WIDS: An Anomaly Based Intrusion Detection System for Wi-Fi (IEEE 802.11) Protocol

Abstract:

Over the last few decades, the Internet has seen unprecedented growth, with over 4.57 billion active users as of July 2022, encompassing 59% of the global population. In recent years, we have seen an increase in mobile computing and the Internet of Things (IoT), allowing more users to communicate through the Internet using wireless devices. Modern Internet users use their wireless IoT devices for a wide variety of services that include cloud computing and storage, social networking, content services, online banking, shopping, to name a few. Moreover, with the omnipresence of IoT devices, wireless networks are used for services like device control, user authentication, etc. Wi-Fi is the network of choice for most of these wireless communications. Although Wi-Fi networks have improved over recent years, little has been done to secure Wi-Fi networks against attacks. In this article, we present a Wireless Intrusion Detection System (WIDS); an anomaly behavior analysis approach to detect attacks on Wi-Fi networks with high accuracy and low false alarms.

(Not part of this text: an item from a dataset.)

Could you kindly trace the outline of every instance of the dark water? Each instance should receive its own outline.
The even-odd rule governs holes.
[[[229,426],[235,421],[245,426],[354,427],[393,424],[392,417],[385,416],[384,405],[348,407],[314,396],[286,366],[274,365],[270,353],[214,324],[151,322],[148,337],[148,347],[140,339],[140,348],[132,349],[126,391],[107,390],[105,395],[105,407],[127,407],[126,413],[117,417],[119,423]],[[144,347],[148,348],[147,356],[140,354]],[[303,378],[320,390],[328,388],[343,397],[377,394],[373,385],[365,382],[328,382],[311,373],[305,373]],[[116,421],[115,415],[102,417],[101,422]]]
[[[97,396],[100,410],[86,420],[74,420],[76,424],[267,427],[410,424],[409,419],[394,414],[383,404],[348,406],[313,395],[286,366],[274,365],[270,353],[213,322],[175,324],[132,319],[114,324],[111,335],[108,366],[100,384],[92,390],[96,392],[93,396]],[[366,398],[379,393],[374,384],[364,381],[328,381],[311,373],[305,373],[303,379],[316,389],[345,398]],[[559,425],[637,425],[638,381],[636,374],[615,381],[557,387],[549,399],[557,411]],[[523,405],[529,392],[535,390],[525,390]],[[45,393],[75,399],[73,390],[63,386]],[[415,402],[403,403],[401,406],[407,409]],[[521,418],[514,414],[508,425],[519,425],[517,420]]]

In this approach, we model the normal behavior of the Wi-Fi protocol, using n-grams, and use machine learning models to classify Wi-Fi traffic flows as normal or malicious. We have extensively tested our approach on multiple datasets collected locally at the University of Arizona and AWID family of datasets. Our approach can successfully detect all attacks on Wi-Fi protocols with low false positives (0.0174) and a varying low rate of false negatives for different attacks.